In contrast, bottom-tier arbitrageurs consistently extract value. An academic paper from Spain’s IMDEA Networks Institute analyzing 86 million on-chain trades between April 2024 and April 2025 found arbitrage traders captured roughly $40 million in profit solely from price spreads. A single wallet earned as much as $2 million across 4,049 trades—averaging $496 per trade.
Retail Traders’ Manual Execution Cannot Compete With Bots; Informational Advantage Is Highly Concentrated
The root cause of losses is straightforward. IMDEA’s research shows the largest profits accrue to wallets employing automated strategies: arbitrage bots, market-making algorithms, and high-frequency trading systems. Retail traders executing manually typically enter positions only after prices have already adjusted.
This is the essential distinction between prediction markets and traditional gambling. Polymarket’s order book is fully public, and on-chain data is transparent—but this transparency actually enables professional traders to build systemic advantages. A quantitative wallet equipped with low-latency APIs and probabilistic models operates on an entirely different playing field from an ordinary user who opens the app and places a bet only after reading the news.
According to Token Terminal data, Polymarket’s nominal trading volume over the past 30 days was approximately $9.8 billion, with around 462,600 monthly active traders. Platform growth itself is not in question—but there is an inverse relationship between user growth and user profitability. Sergeenkov’s data shows that the decline in the proportion of profitable traders directly coincides with peaks in user growth, especially the surge following the U.S. presidential election in November 2024.

An Information-Aggregation Tool—or a Zero-Sum Game?
This report rekindles an old debate: Who, exactly, do prediction markets serve?
Proponents emphasize information aggregation. Polymarket’s official data claims its price forecasts achieve over 94% accuracy one month before outcomes are resolved. In other words, even if 84% of traders lose money, the market as a whole continues generating valuable probabilistic signals. Unprofitable retail traders, in essence, pay for information pricing.
Critics argue that when 84% of participants lose money and profits concentrate heavily among automated traders, the distinction between such a platform and a casino is merely semantic—a regulatory classification exercise.

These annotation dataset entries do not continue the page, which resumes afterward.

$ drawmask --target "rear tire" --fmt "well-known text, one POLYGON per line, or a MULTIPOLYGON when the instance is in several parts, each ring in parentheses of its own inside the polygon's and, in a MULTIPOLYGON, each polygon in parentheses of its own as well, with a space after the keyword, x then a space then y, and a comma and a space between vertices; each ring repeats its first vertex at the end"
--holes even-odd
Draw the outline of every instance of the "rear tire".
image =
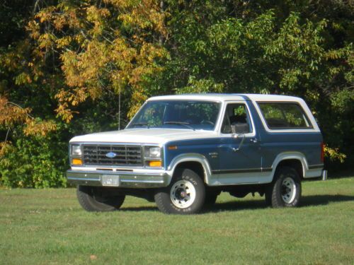
POLYGON ((301 180, 297 171, 290 167, 278 168, 266 192, 267 204, 273 208, 296 207, 300 197, 301 180))
POLYGON ((125 195, 105 195, 104 188, 79 185, 76 188, 79 203, 88 211, 111 211, 123 204, 125 195))
POLYGON ((177 170, 169 187, 159 189, 154 198, 164 213, 196 213, 204 204, 205 187, 197 173, 181 168, 177 170))

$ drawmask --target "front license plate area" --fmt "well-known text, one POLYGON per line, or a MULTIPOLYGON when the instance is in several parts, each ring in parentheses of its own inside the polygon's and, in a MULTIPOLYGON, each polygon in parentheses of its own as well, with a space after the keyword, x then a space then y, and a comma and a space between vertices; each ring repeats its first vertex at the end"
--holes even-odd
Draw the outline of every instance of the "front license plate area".
POLYGON ((119 186, 119 176, 118 175, 102 175, 102 185, 110 187, 119 186))

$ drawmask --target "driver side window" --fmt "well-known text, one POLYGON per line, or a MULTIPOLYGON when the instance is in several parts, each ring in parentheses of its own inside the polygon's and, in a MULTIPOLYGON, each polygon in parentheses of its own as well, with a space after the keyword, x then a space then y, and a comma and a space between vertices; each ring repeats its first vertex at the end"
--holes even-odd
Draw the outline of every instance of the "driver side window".
POLYGON ((222 126, 222 134, 248 134, 252 131, 249 115, 244 103, 227 105, 222 126))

This blurring is especially pronounced in sports markets, where the line between prediction markets and sports betting is being deliberately eroded.
Polymarket’s valuation has surpassed $20 billion. Intercontinental Exchange—the parent company of the NYSE—invested $2 billion in October 2025. Capital markets are clearly betting on the growth narrative of prediction markets.
Yet Sergeenkov’s report poses a simple question: When the next wave of 2.5 million users arrives, how will their fate differ from that of the previous wave?